There was also Jenny to consider: his wife, his one true love. For months he’d been trying to shield her from his illness and his rage and his despair, and from what he planned to do about them. With great difficulty, he had been avoiding her so as not to break down in front of her. As a result he had seemed—how had she put it, with her usual gentle tact?—“very strange and unfriendly.” And also, as a result—Wilkie groaned and turned over in the hot, rumpled bed—Jenny had come to believe that he no longer loved her and was screwing that ninny Barbie Whatshername.
And it was not, Wilkie realized, completely irrational for Jenny to believe this, considering the way he had been behaving. And considering how the world went today. Statistically, genetically, he was aware, a man of his age was supposed to wish to discard his aging wife and impregnate younger and presumably more fertile females. His selfish genes were said to be urging him constantly to produce more and more children, so that they, the genes, could be sure of survival. The results of this for established marriages were reported all the time in the media, and he had observed it frequently among his acquaintances. If a man was well known and well off and successful, it was almost expected of him.
But Wilkie Walker was not interested in the survival of his genes. It was the survival of his work that he cared about, not some random, rather unsatisfactory collection of DNA like the two he and Jenny had already produced. Besides, in his opinion there were far too many human beings on the planet already.

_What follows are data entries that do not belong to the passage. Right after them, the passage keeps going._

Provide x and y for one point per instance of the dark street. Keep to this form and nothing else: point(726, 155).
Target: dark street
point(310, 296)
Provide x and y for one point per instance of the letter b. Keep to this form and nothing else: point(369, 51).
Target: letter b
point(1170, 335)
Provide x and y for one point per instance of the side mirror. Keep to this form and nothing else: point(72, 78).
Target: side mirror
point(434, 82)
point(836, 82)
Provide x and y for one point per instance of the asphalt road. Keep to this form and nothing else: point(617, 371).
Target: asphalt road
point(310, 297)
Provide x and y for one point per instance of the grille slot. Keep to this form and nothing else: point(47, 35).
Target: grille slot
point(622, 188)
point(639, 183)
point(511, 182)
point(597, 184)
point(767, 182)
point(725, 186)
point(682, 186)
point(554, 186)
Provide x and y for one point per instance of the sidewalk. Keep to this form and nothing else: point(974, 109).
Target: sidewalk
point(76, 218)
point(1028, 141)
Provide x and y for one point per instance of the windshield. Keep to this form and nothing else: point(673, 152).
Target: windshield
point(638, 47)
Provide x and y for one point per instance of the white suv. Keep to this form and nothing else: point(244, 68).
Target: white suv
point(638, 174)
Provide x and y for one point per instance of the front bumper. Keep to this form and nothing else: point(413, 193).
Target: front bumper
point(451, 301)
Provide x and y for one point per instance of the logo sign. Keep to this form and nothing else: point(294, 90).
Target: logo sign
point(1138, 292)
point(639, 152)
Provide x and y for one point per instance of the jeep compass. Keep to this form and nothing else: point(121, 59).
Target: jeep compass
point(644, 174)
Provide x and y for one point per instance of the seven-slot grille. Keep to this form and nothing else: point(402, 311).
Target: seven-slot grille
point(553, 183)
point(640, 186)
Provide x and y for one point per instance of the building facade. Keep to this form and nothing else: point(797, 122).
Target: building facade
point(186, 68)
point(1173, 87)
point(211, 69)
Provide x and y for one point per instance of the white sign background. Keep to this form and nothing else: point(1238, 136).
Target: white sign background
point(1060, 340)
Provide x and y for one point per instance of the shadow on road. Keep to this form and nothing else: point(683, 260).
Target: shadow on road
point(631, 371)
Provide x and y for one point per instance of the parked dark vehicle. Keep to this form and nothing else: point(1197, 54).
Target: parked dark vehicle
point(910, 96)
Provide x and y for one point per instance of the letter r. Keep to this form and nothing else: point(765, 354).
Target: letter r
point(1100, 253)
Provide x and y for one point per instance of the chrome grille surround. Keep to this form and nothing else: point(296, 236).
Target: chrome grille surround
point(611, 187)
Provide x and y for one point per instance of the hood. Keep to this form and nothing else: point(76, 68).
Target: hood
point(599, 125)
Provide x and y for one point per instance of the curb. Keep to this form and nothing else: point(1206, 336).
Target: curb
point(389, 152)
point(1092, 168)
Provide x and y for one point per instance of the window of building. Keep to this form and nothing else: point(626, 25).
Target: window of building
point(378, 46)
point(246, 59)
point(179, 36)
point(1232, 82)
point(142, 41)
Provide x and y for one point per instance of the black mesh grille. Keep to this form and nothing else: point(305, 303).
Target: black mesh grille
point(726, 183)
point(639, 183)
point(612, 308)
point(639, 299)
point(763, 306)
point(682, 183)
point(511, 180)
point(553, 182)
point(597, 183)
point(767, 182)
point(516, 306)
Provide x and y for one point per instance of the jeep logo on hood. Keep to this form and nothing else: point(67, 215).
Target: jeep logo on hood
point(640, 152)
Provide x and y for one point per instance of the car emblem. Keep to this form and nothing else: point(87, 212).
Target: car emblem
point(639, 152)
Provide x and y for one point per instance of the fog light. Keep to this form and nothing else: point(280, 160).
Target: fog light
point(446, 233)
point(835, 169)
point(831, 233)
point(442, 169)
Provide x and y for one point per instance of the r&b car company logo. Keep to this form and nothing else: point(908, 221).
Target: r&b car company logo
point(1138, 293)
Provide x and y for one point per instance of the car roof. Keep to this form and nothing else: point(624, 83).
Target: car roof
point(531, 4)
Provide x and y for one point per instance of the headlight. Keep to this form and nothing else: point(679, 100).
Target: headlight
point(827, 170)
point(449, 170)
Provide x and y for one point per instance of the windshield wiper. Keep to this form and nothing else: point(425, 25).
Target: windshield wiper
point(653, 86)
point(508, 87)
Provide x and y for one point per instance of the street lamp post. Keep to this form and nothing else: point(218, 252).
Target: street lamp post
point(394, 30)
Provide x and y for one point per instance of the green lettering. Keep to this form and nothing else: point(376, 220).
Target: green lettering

Jenny didn’t believe that he was involved with Barbie anymore, of course. She would forgive him for being difficult and distant, she would understand why he had behaved that way. No, she already understood. It was all right now, she had said so, with her usual wonderful generosity and kindness. She would realize that it had been irrational of her to suspect him; probably she would never mention it again.
But he had had a very narrow escape, Wilkie realized. If he hadn’t been taken ill, yesterday afternoon he would have put on his swim trunks and bathrobe and sandals and walked down to the sea and done his best to drown himself. Probably he would have succeeded. And Jenny would have gone on thinking that he no longer loved her and had become sexually involved with some sappy, bubbleheaded fan.
For the rest of her life, maybe thirty or forty more years, his beloved wife would have believed that lie. Maybe, if the pain were great enough, she would eventually have told someone; perhaps more than one person. Gradually, whispering and sniggering talk would have started to circulate; the story would have reached one or more of his biographers. Finally this plausible lie would have been recorded as truth: a sordid, shaming blot on his otherwise reasonably creditable life.
“Jesus Christ,” Wilkie said aloud, contemplating these possibilities; but he did not hear himself speak. Instead, inside his head, he heard another voice, that of his beloved grandfather, dead now nearly sixty years. “Willie-boy,” it said in a strong Kentucky accent, “you’ve been a goddamned fool.”